O México anunciou que está em contato com os países do G20 e outras nações para trabalhar em uma proposta conjunta contra a censura exercida por empresas privadas, após a suspensão das redes sociais do presidente norte-americano, Donald Trump.

"Adianto que a primeira reunião que tivermos do G20 vou pleitear sobre esse tema", disse nesta quinta-feira (14) o presidente Andrés Manuel López Obrador, que desde a semana passada tem se manifestando contra a censura nas redes sociais.

As críticas de López Obrador vieram depois que o Facebook e o Twitter decidiram suspender as contas de Trump por considerarem que as mensagens do presidente norte-americano faziam apologia à violência e provocaram a invasão por um grupo de apoiadores ao Capitólio dos Estados Unidos.

O líder mexicano concorda que não se deve incitar a violência, mas que isso "não pode ser motivo para suspender a liberdade de expressão".

O chanceler, Marcelo Ebrard, informou, por sua parte, que o governo mexicano já estabeleceu contato com os países "que pensam igual".

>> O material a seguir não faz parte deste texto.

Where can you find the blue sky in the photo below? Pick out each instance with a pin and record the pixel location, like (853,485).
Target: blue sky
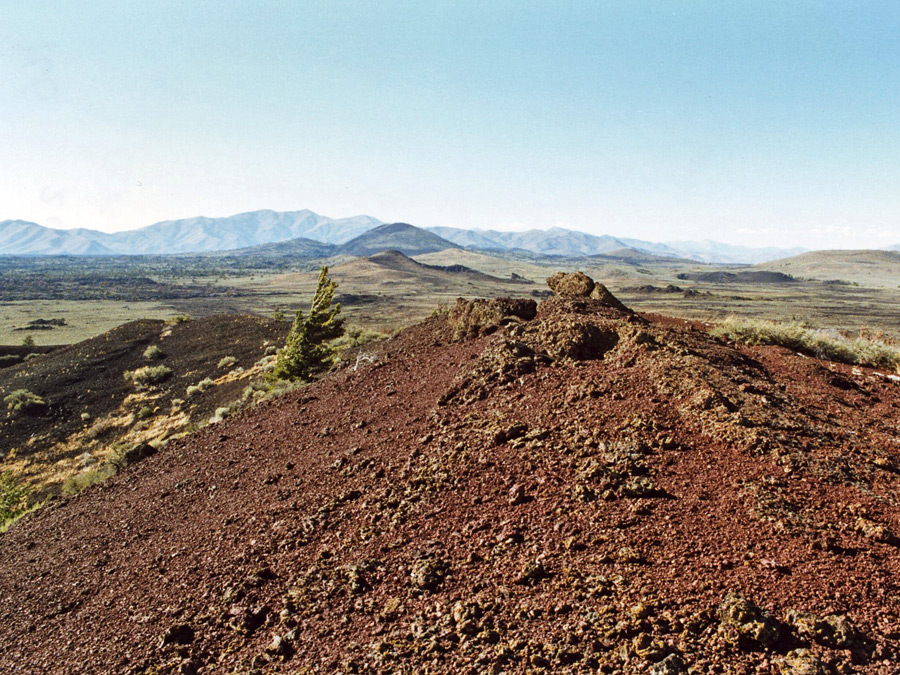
(761,123)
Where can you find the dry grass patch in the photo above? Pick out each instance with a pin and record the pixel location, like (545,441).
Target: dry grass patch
(865,350)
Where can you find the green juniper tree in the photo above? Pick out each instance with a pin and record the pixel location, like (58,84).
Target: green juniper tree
(307,351)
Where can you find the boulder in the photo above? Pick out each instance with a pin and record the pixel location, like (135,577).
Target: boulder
(580,285)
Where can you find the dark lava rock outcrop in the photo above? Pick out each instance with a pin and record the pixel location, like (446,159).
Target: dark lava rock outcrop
(582,490)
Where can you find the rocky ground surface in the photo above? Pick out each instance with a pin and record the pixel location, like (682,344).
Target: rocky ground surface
(571,488)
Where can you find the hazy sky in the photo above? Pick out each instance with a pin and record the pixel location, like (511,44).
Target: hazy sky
(762,123)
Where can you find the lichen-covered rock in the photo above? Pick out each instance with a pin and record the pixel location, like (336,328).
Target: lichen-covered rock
(471,318)
(428,573)
(574,285)
(833,631)
(745,623)
(602,293)
(673,664)
(573,340)
(579,285)
(802,662)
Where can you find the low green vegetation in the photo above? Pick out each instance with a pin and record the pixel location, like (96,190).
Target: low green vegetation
(13,499)
(201,386)
(226,362)
(308,350)
(148,375)
(356,336)
(80,481)
(824,344)
(153,353)
(24,401)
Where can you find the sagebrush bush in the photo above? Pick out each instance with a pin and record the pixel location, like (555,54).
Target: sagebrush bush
(148,374)
(356,336)
(80,481)
(824,344)
(13,498)
(22,400)
(226,362)
(153,353)
(202,385)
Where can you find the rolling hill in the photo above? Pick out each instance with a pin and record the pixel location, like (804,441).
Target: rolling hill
(560,488)
(255,228)
(402,237)
(871,268)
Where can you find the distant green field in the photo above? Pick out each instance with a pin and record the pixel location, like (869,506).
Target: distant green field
(847,292)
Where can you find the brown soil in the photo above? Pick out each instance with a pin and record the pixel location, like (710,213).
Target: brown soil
(586,491)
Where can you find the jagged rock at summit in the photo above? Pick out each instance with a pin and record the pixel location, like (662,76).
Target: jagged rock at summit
(575,489)
(580,285)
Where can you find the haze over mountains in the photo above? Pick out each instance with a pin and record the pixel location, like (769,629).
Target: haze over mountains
(326,236)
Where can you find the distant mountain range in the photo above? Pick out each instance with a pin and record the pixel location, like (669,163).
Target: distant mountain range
(323,236)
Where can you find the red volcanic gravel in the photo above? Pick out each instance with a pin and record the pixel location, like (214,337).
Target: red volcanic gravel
(586,491)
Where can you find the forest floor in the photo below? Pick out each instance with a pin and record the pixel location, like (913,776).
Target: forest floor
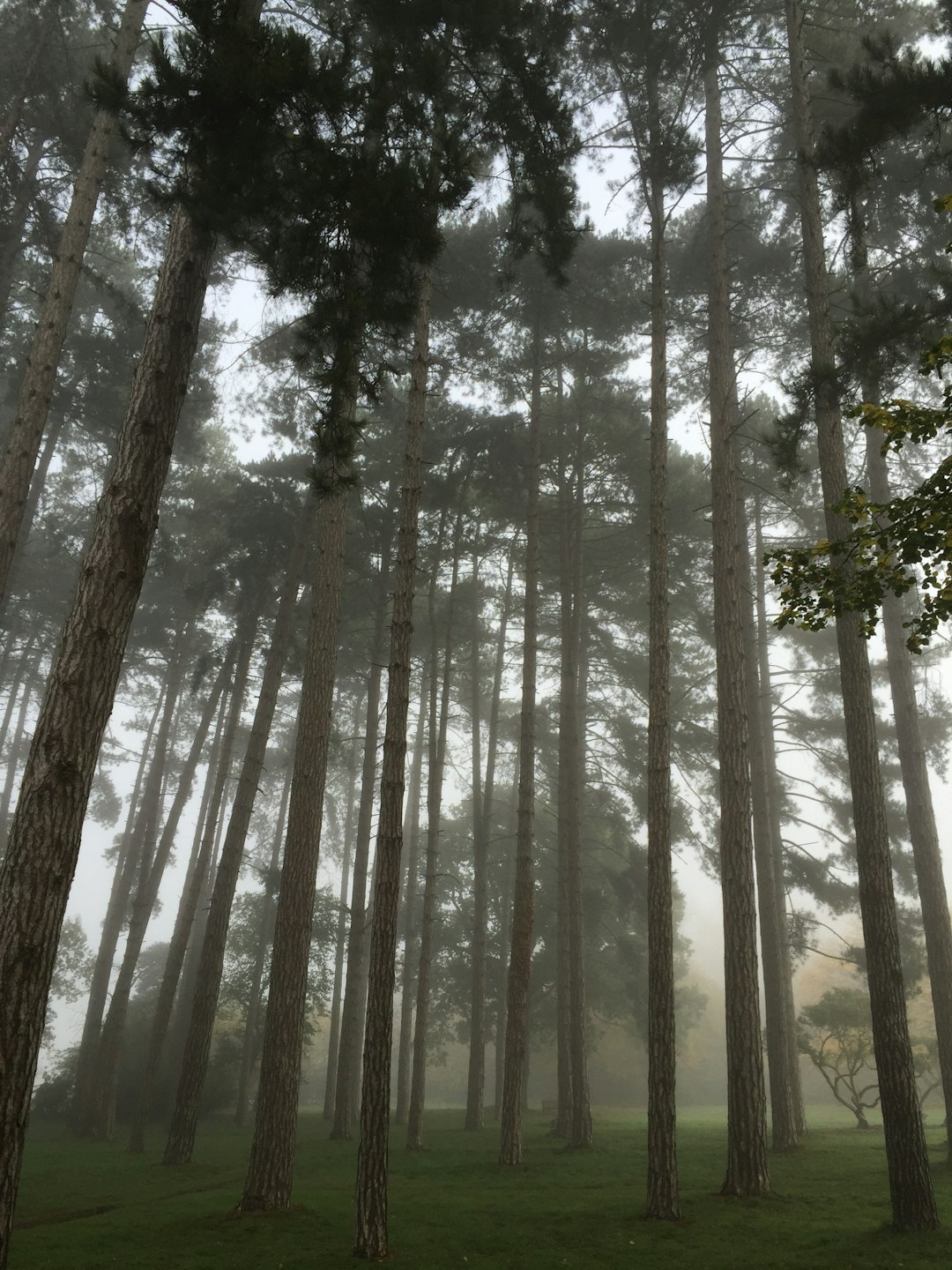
(90,1206)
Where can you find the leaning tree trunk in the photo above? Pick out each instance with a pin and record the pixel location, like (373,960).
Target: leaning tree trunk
(198,869)
(198,1042)
(265,937)
(435,799)
(353,1012)
(911,1184)
(45,839)
(521,947)
(271,1163)
(331,1085)
(33,401)
(747,1111)
(115,914)
(663,1192)
(413,866)
(371,1217)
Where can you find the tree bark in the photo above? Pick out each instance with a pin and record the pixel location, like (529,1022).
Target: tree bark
(271,1163)
(198,1042)
(521,949)
(435,799)
(48,825)
(197,871)
(747,1111)
(911,1185)
(413,880)
(265,937)
(371,1217)
(33,403)
(331,1085)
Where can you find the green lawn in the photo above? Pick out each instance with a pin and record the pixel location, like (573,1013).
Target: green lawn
(92,1206)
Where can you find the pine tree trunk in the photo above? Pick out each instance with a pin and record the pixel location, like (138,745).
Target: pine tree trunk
(521,950)
(663,1192)
(747,1111)
(911,1185)
(773,918)
(920,813)
(271,1168)
(580,1129)
(33,403)
(353,1013)
(265,938)
(198,869)
(773,791)
(371,1217)
(16,228)
(48,825)
(115,914)
(198,1041)
(435,799)
(476,1073)
(331,1085)
(413,882)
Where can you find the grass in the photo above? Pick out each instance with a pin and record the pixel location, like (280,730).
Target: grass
(90,1206)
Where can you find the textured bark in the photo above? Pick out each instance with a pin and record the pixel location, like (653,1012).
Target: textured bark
(920,813)
(476,1072)
(747,1125)
(14,230)
(197,871)
(265,938)
(353,1012)
(911,1185)
(48,825)
(271,1163)
(33,403)
(113,923)
(773,791)
(435,799)
(663,1192)
(521,947)
(371,1218)
(331,1085)
(412,833)
(773,917)
(198,1041)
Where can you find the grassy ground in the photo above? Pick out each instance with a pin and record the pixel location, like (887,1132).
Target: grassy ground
(90,1206)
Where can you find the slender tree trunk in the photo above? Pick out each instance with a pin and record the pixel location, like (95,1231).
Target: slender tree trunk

“Notadamente a chanceler alemã, o governo francês, a comissária da União Europeia, vários países do mundo, também na África, na América Latina, no sudeste asiático”, explicou.

"A instrução que temos do senhor presidente é estabelecer contato com todas e todos, compartilhar esta preocupação e trabalhar para poder fazer uma proposta em conjunto", garantiu Ebrard.

Insistiu que não é admissível que uma pessoa ou grupo de pessoas passe por cima dos Estados nacionais.

"Isso seria como admitir que há um governo supranacional que determina quais são as liberdades dos cidadãos (...) não concordamos", disse o chanceler.